For many, these alleged remarks have definitively marked Trump as a racist. Conversely, some, like Paul Nehlen, who is again seeking to unseat Speaker Ryan, appreciate what they see as candor.
These comments and the positive reaction of some to them have not only angered people, but it has also resulted in them deploring the rise of white nationalism more vociferously. In an attempt to address the claims and quell outrage, the president has denied making the pejorative remarks.
Never said anything derogatory about Haitians other than Haiti is, obviously, a very poor and troubled country. Never said “take them out.” Made up by Dems. I have a wonderful relationship with Haitians. Probably should record future meetings – unfortunately, no trust!
— Donald J. Trump (@realDonaldTrump) January 12, 2018
Senator Dicky Durbin totally misrepresented what was said at the DACA meeting. Deals can’t get made when there is no trust! Durbin blew DACA and is hurting our Military.
— Donald J. Trump (@realDonaldTrump) January 15, 2018
Notwithstanding his statements, many remain unconvinced, but this points to several problems: the willingness of some to believe the worst about Trump on account of his outreach to the white working class and the shallowness of this nation’s discussion on race.
While it is imperative to discuss the difficulties and injustices that are encountered by minorities, that cannot be a license to ignore whites, particularly those that are part of the working class. This population should be able to hold the reasonable expectation that their needs and concerns will be met, too.
Equally, the discussion on race in the United States is predictable and unhelpful. The parameters are set, and the participants have been predesignated. To move such talk forward, the voices of individuals, such as Paul Nehlen, should be included.
Such a suggestion might not appeal to many. Indeed, Newsweek has reported that Nehlen has come under fire for possessing bigoted views, which he has denied. Although some of his views may certainly not be palatable or savory, it is too facile to condemn him roundly and shake with sanctimonious fear or anger. This impulse must be resisted.

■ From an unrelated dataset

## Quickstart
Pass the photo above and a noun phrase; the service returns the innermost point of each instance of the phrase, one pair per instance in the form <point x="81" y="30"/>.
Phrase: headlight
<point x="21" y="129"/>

As for Trump’s comments about Haiti and African countries, a distinction must be made between being critical of a nation and some of the practices within it and insulting its people. One should be able to make negative observations about any nation or culture without fearing accusations of bigotry or insensitivity.
In order to enjoy the privilege of being a part of this country, which is wonderfully diverse in many respects, sacrifices should be made, most notably, arguably, in regard to discussions on race. This means that any talk on the subject must be fully inclusive. Furthermore, the risk of some being uncomfortable or challenged cannot be an excuse for a disruption of dialogue or the prevention of certain subjects from being broached.
Hence, if those that were dismayed by Donald Trump’s victory truly want to learn from the events of 2016, they then should begin by rethinking how they discuss race.